The life and loves of pilot Amelia Earheart (played by Hilary Swank), once the most famous woman in the world, who disappeared over the Pacific in 1937 along with her navigator Fred Noonan (Christopher Eccleston) while attempting to become the first person to fly around the globe.

What we thought:

The Amelia Earheart story is that great American fairytale of what a grand dream, limitless fortitude and good fortune can achieve. And in Earheart, whose greatest exploits (a solo flight across the Atlantic and Pacific, a pioneer of female aviation) gave the nation hope, or at least a distraction, during the worst of the Depression, we have the perfect subject for a probing biographical film. Even if that's not what we get.

Swank is the perfect fit for this iconic role. Lanky and boyish, with her crop of copper hair and child-like thirst for adventure, she bears a striking resemblance to the real Amelia we see in archival footage shown towards the end of the film. What motivated the aviator pioneer though remains a mystery throughout the film. Amelia makes the great mistake of having its heroine tell us how much she loves to fly, without showing us the whys, the hows and wherefores. The scripts seems unwilling to get under Earheart's skin and we get a very basic, thinly outlined account of her early years as a Kansas farm girl who dreamt of flight, before she is catapulted to world stardom without any sense of how she got there.

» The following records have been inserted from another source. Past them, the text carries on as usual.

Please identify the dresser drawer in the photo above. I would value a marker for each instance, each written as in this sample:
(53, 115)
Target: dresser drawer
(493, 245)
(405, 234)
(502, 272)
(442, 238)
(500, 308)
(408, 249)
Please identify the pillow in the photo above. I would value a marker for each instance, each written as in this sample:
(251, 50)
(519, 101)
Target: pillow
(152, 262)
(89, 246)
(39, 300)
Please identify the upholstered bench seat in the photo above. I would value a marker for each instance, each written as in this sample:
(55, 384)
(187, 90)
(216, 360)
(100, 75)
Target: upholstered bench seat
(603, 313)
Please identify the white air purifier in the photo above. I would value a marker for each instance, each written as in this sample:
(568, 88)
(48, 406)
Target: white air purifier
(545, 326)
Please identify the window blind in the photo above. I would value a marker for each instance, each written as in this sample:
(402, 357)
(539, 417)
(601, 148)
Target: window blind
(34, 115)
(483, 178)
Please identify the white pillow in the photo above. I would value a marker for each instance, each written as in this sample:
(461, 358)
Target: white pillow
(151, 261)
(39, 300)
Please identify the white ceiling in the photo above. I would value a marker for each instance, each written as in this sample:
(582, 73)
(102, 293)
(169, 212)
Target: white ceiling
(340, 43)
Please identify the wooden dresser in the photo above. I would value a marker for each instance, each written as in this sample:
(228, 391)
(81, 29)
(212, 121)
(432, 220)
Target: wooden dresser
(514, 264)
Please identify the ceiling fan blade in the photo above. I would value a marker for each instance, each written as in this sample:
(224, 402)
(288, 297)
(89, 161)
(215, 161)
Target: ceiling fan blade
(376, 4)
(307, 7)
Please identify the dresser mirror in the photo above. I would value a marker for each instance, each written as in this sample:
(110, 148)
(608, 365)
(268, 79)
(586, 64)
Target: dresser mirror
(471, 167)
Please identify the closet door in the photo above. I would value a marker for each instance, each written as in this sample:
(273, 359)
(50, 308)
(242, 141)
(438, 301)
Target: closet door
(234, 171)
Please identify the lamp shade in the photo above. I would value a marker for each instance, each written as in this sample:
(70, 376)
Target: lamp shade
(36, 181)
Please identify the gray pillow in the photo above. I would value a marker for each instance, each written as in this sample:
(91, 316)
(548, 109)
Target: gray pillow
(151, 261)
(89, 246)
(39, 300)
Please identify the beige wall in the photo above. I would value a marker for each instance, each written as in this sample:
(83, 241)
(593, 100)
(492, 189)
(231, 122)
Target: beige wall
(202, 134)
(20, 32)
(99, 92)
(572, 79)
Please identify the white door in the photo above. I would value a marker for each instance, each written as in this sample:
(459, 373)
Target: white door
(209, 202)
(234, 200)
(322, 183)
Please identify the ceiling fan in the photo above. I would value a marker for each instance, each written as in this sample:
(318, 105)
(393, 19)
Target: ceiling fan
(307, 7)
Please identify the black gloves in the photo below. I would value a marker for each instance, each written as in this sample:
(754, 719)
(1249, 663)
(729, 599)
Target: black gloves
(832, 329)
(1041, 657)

The film also explores Earheart's enduring relationship with publisher George Putnam (Richard Gere), whom she eventually married, as well as her affair with pilot and entrepreneur Gene Vidal (Ewan McGregor). Like her adventures in the sky, these aspects of her life are treated like soap opera clichés and her fling with Vidal is both lustless and listless. Swank doesn't get the opportunity to explore the depths of this fascinating character because the stimulus just isn't there.

There are some fine supporting performances, from Cherry Jones as Eleanor Roosevelt, who enjoys a night flight out of Washington courtesy of Earheart, and most notably a commanding Christopher Eccleston as Fred Noonan, who also vanished on that fateful flight. The writers take some questionable editorial choices in depicting the factors which led to Earheart's demise, and Noonan, who was an accomplished navigator and pilot in his own right, gets much of the blame. It's a needless attempt at solving one of the most enduring mysteries of the modern era.

Ultimately, director Mira Nair seems content to get the look of the film right – and boy, does she. The gorgeous panoramic views of the African plains, vast blue oceans, endless valleys and desert landscapes as viewed from the pilot's cockpit are stunning, and would entice anyone to take up flying. The costumes and set design evoke the period in beautiful detail, and everyone looks the part.

Amelia is simply a surface reading of an icon and can only be viewed as a missed opportunity to tell this intriguing story in a manner that it deserves. As a biopic, Amelia doesn't ever really take off.